Many questions abound as to why the government spearheaded by the previous administration of the Youth and Sports Ministry as well as the cabinet committee on sports development was gung-ho to proceed with an expensive project, which was doomed from the word go. The East Herts Council, from the outset had maintained that it would not approve transforming the heritage-listed Tun Abdul Razak Rubber Research Centre in Brickendonbury which sits on a green belt into a high performance training centre for Malaysian sportsmen who are competing in Europe.
Unlike some individuals in our country, the British authorities pride themselves in doing things by the book, without fear or favour – the kau tim culture being as alien a term to them as a game of sepak takraw.
In spite of the discouraging forecast, the Malaysian government decided to go ahead to woo the English, spending in excess of RM2 million on consultants, architects, travel and accommodation expenses for Malaysian agents and representatives as well as a PR exercise called "the Olympics comes to Hertfordshire" – piggy-back riding on the hype over the 2012 Games in London.

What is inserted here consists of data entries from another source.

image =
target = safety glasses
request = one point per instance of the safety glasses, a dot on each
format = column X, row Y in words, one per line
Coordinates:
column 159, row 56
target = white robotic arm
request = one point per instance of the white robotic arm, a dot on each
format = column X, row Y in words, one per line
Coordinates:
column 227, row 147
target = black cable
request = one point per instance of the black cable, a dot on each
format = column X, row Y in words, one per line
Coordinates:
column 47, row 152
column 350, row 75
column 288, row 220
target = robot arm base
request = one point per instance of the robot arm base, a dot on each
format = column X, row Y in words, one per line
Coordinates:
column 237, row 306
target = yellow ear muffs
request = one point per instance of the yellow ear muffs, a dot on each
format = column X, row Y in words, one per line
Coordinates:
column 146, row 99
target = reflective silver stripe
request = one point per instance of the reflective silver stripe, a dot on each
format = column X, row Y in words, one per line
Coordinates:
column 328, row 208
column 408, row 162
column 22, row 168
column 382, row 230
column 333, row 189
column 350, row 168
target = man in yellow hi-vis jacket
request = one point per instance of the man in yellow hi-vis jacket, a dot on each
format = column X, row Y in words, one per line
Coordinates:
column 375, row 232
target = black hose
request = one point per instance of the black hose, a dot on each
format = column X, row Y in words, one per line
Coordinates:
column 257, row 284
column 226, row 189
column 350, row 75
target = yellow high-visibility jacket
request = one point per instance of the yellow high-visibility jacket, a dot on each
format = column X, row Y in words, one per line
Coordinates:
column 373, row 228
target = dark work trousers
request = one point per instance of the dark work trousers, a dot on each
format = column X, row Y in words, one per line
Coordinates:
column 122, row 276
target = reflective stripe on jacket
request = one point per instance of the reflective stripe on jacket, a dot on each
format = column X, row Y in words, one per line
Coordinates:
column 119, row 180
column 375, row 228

The persistence of then Youth and Sports Minister Datuk Seri Azalina Othman Said in pushing the project in spite of the protest by Malaysians and documented negative remarks over the project by city council officials who had the final say, gives one the impression that the wishes of the public are never a primary concern for our decision-makers; while at the same time, wanting to exert control over something that is beyond their power.
Now that good sense has finally prevailed with the project being buried for good, thanks in no small part to Azalina’s successor Datuk Ismail Sabri Yaakob who had convinced the government not to throw any more good money on a project that was doomed to failure, it is imperative for those whose bright idea it was to come up with this proposal in the first place to come clean with the amount spent so far (click here for related article).
Ismail had given his undertaking that these figures will be revealed. But that is not enough. Those working on the project must be put on the stand and give cogent answers to the following questions: why they pursued the project despite its unpopularity and in the midst of the country’s waning fiscal strength; who are the rent-seekers and agents who benefited; what were the criteria of their appointments as well as that of those on the working committee – many of whom are businessmen without any affiliation to or experience in sports management and competition; why were squash and junior football teams who were sent there made to say that the facilities "were great" when in fact there were none, while they stayed at a hotel 20 minutes away.
These questions, apart from a detailed account on monies spent, are pertinent and must be addressed accordingly if the government, which has just been returned to power on a smaller mandate wants to make good on its promise of prudence, accountability and transparency. To show it is serious, it must be forthcoming with its responses, and yes, heads must roll.